Much of Marseille’s political dialogue is similarly heavy-handed. In one scene, a politician tells her colleague “I admire men with balls” before immediately adding, “in other words, principles”. Elsewhere, a cagey newspaper editor tells Lucas “politicians and journalists make strange bedfellows. It’s really a business relationship. We just want to sell papers and you just want to buy votes.” The 30-second short films shown between songs during Eurovision do a better job at political commentary.
As for the gangland subplot, we’re treated to a literal rogue’s gallery of criminal clichés: expense-fiddling bureaucrats, Middle Eastern archetypes from central casting; and that breed of chic, be-suited Euro-gangster often seen in Bond movies – the type that sneer from a distance and mutter into their cufflinks while Bond introduces himself to a femme fatale named Thrusty Leglongs or Sexica Joyhinge.
Stagey and flat
The show’s action scenes are largely stagey and flat, with stilted knife fights and slow-motion explosions straight out of an All Saints video. There’s one political assassination that’s as inert and lifeless as those anti-piracy warnings, with balaclava-clad men breaking down grannies for scrap, implying you’d be the same if you torrent Cheaper By The Dozen 2.
Marseille is a hot mess, but Depardieu remains watchable throughout.

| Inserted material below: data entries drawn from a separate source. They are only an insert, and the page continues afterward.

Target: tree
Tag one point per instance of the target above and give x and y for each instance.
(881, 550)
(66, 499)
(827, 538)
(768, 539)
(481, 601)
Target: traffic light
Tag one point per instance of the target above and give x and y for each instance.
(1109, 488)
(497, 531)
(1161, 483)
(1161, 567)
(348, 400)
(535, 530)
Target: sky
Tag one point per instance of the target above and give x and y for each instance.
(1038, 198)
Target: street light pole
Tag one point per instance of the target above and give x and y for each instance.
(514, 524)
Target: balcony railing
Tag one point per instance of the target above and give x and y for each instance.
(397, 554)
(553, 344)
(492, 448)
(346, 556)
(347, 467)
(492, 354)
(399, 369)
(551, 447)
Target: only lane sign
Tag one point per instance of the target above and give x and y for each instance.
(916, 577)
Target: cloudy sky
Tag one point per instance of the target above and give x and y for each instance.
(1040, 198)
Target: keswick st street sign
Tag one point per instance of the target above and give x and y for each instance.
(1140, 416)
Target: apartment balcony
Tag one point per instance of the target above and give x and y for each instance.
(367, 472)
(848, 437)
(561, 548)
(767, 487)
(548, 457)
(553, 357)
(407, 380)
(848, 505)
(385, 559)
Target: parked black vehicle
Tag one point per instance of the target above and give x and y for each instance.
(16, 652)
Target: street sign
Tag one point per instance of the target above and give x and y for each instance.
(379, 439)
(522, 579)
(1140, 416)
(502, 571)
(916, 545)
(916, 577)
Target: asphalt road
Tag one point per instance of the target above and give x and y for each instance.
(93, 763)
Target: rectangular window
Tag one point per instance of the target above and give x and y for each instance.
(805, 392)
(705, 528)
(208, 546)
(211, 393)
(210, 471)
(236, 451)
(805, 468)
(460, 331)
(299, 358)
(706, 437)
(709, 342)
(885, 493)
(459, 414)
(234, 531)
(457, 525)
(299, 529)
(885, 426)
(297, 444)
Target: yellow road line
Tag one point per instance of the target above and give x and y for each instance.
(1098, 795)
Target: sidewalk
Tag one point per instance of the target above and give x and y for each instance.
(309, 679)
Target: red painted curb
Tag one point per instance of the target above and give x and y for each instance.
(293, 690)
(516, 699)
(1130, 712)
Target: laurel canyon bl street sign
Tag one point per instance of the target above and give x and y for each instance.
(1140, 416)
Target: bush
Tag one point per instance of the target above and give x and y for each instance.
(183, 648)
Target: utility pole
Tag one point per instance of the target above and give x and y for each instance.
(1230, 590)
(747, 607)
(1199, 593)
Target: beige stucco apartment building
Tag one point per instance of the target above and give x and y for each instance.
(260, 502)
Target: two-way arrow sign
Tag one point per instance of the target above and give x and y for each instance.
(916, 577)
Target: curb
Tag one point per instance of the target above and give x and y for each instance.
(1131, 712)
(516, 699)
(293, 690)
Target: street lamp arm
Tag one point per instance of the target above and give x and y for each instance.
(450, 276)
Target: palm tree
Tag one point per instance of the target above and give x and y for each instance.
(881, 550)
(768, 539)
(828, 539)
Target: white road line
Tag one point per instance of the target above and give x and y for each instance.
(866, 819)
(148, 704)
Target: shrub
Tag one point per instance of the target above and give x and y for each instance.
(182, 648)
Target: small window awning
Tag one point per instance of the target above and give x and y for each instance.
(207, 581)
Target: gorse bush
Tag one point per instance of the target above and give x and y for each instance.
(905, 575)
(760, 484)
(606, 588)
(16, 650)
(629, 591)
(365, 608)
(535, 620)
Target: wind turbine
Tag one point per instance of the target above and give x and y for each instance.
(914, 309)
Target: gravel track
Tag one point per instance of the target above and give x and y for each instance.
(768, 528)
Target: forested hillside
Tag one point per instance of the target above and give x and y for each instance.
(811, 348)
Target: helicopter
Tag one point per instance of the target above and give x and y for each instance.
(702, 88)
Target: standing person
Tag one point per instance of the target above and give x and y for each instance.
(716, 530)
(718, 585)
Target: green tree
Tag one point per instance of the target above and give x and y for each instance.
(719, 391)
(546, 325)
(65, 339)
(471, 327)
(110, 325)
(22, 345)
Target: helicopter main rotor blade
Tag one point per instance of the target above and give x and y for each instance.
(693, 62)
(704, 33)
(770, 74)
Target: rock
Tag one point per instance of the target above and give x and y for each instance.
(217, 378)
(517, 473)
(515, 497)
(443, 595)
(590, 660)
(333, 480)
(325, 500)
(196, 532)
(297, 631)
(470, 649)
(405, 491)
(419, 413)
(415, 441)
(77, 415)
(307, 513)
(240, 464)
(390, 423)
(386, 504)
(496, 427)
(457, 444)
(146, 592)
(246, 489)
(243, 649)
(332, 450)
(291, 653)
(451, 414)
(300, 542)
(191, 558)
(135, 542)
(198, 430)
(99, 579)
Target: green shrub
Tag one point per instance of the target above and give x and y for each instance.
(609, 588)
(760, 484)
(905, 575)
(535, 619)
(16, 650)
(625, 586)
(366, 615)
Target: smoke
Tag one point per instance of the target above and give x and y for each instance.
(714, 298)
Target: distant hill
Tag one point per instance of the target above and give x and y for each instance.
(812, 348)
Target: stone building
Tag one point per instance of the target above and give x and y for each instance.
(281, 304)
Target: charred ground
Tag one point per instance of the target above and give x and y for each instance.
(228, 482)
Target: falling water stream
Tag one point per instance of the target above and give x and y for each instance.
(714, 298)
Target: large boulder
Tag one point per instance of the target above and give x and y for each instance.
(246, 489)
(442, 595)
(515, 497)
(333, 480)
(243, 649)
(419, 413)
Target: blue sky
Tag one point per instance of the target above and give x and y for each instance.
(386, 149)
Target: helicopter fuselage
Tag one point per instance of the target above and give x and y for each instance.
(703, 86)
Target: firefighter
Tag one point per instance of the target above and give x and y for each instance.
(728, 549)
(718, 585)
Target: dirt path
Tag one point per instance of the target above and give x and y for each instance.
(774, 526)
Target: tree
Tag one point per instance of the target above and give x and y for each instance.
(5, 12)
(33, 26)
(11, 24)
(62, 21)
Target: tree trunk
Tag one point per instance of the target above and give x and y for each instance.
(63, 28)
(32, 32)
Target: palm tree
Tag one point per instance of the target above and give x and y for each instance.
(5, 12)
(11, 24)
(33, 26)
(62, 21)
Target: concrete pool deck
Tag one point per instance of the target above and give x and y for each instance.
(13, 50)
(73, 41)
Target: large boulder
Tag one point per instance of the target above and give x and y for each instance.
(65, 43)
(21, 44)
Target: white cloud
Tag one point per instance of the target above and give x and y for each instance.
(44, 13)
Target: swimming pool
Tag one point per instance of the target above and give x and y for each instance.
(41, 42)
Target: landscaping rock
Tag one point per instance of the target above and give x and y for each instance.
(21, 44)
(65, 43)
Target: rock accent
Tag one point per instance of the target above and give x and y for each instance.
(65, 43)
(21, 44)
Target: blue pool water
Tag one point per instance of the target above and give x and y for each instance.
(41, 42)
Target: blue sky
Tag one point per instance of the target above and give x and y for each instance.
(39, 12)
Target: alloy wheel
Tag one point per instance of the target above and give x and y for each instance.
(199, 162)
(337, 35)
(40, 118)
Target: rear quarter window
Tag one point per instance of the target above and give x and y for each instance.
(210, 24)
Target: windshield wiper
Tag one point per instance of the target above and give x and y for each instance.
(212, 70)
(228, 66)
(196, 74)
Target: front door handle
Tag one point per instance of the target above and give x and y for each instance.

His hangdog charm brings a depth to the show that neither its plotting nor script deserve, even if a combination of age, poor lighting and bad make-up leave him looking like a crumpled Yorkshire pudding that’s been put into a suit. He spends most of his scenes in a flop sweat, and it’s often unclear if said perspiration is his or the character’s.
Lightly damp and ponderous, he plods from scene to scene with the queasy seriousness of a man who’s found a suitcase full of shellfish in a bus station and intends to keep working his way through it, no matter what his doctor says.
To borrow some metaphors befitting the show, watching Marseille is like having an extravagant and labyrinthine affair, or wearing onions as jewellery, or smoking inside all the time – an unwise pursuit not without its pleasurable diversions but, in the end, most likely more trouble than it’s worth.